Last week, the PRSA announced the initiative, which seeks to crowdsource a modern definition of public relations. The campaign has gotten a write-up in The New York Times and other outlets, and we’ve seen links and info about the campaign zipping around on Twitter.
So what words have people been submitting in order to redefine the profession, its purpose, and its place in the world? The top four words are “organization,” “public”, “communication,” and “relationships.”
Also in the top 10 are “stakeholders,” “audiences,” and “create.” The most popular word cloud is above.
Keith Trivitt, PRSA’s associate director of comms, characterized the response so far as “fantastic” with 750 submissions, 62 comments, and 15,000+ page views.
“It’s important to keep in mind that we are seeking to develop a dictionary-like definition (rather than a broader, textbook-like definition). In order to appropriately and objectively quantify public relations’ role and value, we must have a simple, universal definition befitting the new era of public relations,” Trivitt told us via email.
But is it just us, or are these words lacking in the specificity that will enlighten people about what PR is? So many times, we’ve heard PR people say, “My mom/dad/significant other doesn’t know what I do.” Would these words so far change that? Plus, not for nothing, but you can’t use the word in its own definition. Public relations is public what? Relations? There’s still plenty of time to make your submissions here.
Separately, but something we missed and ought to mention, the PRSA’s Leadership Assembly has voted to raise dues $30 by a margin of 209-to-53. The dues increase is the first in 10 years and will go into effect on January 1, 2012 for all new members and renewals.
According to the FAQ posted on the PRSA website, the dues will make a number of new things possible, like the inclusion of webinars with membership and rewards for active, loyal members.
“Please also keep in mind that a portion of the dues increase revenue is necessary just to offset the financial shortfall that is currently projected for 2012,” the FAQ reads (italics theirs).

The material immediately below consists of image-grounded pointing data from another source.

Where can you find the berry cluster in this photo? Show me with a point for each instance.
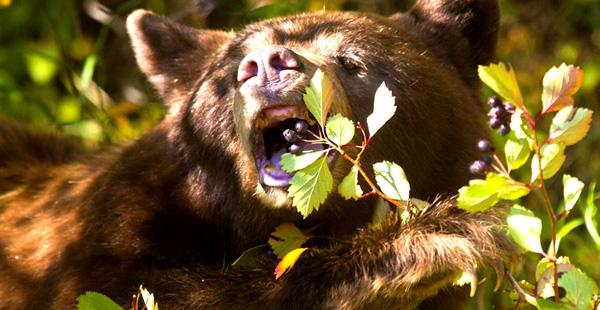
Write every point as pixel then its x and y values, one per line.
pixel 479 166
pixel 500 115
pixel 295 135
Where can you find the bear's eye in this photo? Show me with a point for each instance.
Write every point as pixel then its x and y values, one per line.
pixel 349 64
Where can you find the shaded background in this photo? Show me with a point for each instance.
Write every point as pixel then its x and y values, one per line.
pixel 67 65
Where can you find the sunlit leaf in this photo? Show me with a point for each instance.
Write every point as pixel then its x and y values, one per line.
pixel 96 301
pixel 559 86
pixel 525 228
pixel 503 81
pixel 286 238
pixel 339 129
pixel 572 188
pixel 580 288
pixel 291 162
pixel 384 108
pixel 288 261
pixel 516 151
pixel 553 156
pixel 570 125
pixel 349 188
pixel 310 186
pixel 319 96
pixel 391 180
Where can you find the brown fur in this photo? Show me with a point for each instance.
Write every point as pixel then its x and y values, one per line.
pixel 177 206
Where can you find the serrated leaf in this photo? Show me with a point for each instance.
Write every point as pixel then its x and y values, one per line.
pixel 319 96
pixel 570 125
pixel 288 261
pixel 516 151
pixel 559 86
pixel 349 188
pixel 291 162
pixel 502 80
pixel 148 299
pixel 96 301
pixel 479 195
pixel 579 287
pixel 391 180
pixel 553 156
pixel 339 129
pixel 286 238
pixel 572 189
pixel 384 107
pixel 310 186
pixel 251 257
pixel 525 228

“While no one ever likes to pay more for anything, the response from our members has been one of understanding the value of PRSA membership and of acceptance,” he said via email. “They understood that, after 10 years without an increase in the cost of membership, and having been diligent about cutting costs and identifying new revenue streams, that it was necessary to increase dues at this time, so that PRSA has the resources to continue to deliver value to its members.”
For those that will have a problem paying the additional dues money, Trivitt points out that there is a Hardship Program and anyone renewing by December 31 pays the 2011 rate of $225.